Sagartiogeton laceratus

(Dalyell, 1848)

Diameter of base and disc usually 10-30 mm, exceptionally larger, height to 50 mm.
Base broad and closely adherent, its outline usually ragged due to basal laceration. Column tall and pillar-like in extension, flaring out just below the disc. Cinclides on the distal part of the column usually discernible as small dark spots; acontia are not readily emitted. A loose covering of mucus and dirt is often present on the lower part of the column and a thin layer of true, adherent periderm may also occur. Disc wide, about twice the diameter of the column. The mouth is often long and characteristically held slightly open in a toothless grin.
Tentacles: Long and very graceful in full expansion; they may be hexamerously or irregularly arranged, up to about 200.
Colouration: Ground colour of column buff, dull orange or reddish brown, with a number of pale cream stripes running upwards from the limbus to about the middle. Between the stripes and on the upper part the ground colour is overlaid by a fine freckling of brown or reddish, rather variable in intensity. Disc translucent cream or greyish, each mesenteric insertion being indicated by a fine orange line which is flanked by a pair of opaque cream ones. The marginal region is more or less strongly suffused with bright orange, often enriched by similar colour on the distal parts of the mesenteries glowing through the translucent tissues. A clearly defined pattern of dark markings is always present on the outer part of the disc, amongst the tentacle bases. Lining of actinopharynx orange. Tentacles very pale grey, transparent and diaphanous in extension, typically with three diffuse cream or white bands - at the base, middle, and tip. Each tentacle frequently bears a median pair of faint dusky longitudinal lines. In comparison with other sagartiids this species is remarkably constant in its colouration, such variation that occurs being in intensity and tone of the colour.
Reproduction: Basal laceration is habitual and very frequent.
Nematocysts of acontia: p-mastigophores 38-51 x 4.0-6.0 µm, b-mastigophores 13-30 x 2.0-3.0 µm.
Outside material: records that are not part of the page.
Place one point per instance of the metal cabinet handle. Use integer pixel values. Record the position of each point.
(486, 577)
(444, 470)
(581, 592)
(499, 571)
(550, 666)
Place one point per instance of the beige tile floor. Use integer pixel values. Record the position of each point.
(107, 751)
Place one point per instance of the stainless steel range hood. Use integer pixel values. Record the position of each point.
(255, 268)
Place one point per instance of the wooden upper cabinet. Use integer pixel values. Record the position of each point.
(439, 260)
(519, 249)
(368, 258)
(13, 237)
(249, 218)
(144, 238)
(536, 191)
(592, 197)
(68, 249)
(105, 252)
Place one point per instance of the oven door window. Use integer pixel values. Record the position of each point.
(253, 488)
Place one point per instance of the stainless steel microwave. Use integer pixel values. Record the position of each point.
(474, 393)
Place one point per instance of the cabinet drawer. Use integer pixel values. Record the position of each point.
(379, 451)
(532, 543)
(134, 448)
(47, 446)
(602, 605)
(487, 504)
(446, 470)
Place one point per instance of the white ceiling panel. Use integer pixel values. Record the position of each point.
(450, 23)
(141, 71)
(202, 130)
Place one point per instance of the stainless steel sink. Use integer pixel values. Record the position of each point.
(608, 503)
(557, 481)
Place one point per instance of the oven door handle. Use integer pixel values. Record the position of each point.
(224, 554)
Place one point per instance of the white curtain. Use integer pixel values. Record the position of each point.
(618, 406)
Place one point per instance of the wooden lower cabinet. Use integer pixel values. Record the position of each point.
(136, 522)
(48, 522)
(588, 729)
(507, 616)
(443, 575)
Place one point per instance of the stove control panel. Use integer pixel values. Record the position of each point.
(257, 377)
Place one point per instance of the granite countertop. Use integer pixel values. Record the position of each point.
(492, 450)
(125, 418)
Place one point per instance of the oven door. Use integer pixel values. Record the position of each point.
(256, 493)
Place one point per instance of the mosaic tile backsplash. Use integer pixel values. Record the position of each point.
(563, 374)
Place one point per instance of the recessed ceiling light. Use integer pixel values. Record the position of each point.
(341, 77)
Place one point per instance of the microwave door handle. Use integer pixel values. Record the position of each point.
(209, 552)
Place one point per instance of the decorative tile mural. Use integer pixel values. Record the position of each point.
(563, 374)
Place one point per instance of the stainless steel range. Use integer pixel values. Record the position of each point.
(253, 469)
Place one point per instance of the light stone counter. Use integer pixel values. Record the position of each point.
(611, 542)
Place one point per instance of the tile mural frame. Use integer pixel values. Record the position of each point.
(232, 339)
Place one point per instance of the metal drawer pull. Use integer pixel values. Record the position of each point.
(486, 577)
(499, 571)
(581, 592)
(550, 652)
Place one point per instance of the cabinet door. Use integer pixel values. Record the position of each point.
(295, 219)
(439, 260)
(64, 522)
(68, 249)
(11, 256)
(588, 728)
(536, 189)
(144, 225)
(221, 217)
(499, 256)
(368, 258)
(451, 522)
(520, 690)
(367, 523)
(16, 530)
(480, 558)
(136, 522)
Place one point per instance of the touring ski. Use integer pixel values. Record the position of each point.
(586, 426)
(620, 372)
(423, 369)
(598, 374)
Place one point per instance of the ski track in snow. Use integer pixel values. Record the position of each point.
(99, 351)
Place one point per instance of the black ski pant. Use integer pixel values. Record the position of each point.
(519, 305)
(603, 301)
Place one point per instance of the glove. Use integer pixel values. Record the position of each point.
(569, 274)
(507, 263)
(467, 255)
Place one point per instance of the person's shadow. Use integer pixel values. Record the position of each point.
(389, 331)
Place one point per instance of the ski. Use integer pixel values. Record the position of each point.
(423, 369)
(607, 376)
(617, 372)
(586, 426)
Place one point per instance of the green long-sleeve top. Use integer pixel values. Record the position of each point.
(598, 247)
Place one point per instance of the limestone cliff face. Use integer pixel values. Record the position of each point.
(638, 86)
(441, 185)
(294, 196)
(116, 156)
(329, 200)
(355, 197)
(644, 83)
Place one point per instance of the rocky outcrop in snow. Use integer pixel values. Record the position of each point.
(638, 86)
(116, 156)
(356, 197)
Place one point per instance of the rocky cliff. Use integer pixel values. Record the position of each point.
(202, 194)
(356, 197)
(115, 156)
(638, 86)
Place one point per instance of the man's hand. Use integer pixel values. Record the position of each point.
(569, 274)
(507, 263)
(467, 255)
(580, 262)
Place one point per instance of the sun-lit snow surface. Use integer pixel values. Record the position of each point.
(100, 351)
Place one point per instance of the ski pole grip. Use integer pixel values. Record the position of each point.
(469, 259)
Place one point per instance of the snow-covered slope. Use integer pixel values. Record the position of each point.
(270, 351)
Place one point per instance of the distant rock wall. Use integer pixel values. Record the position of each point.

Attached to various hard substrata - rocks, shells, worm tubes, etc. - occasionally on objects buried in mud or sand; often occurs in small groups of asexually produced individuals. An offshore species, occurring down to at least 100 m, but has been recorded on the shore on one occasion.

Frequent around all coasts of the British Isles and western Europe from Scandinavia southward to Biscay, not known from the Mediterranean.

A pretty little anemone which is readily distinguished from S. undatus by its brighter colouration, smaller size and habitual basal laceration, and from Sagartia spp. by its lack of suckers. Unlikely to be misidentified providing the presence of acontia is ascertained.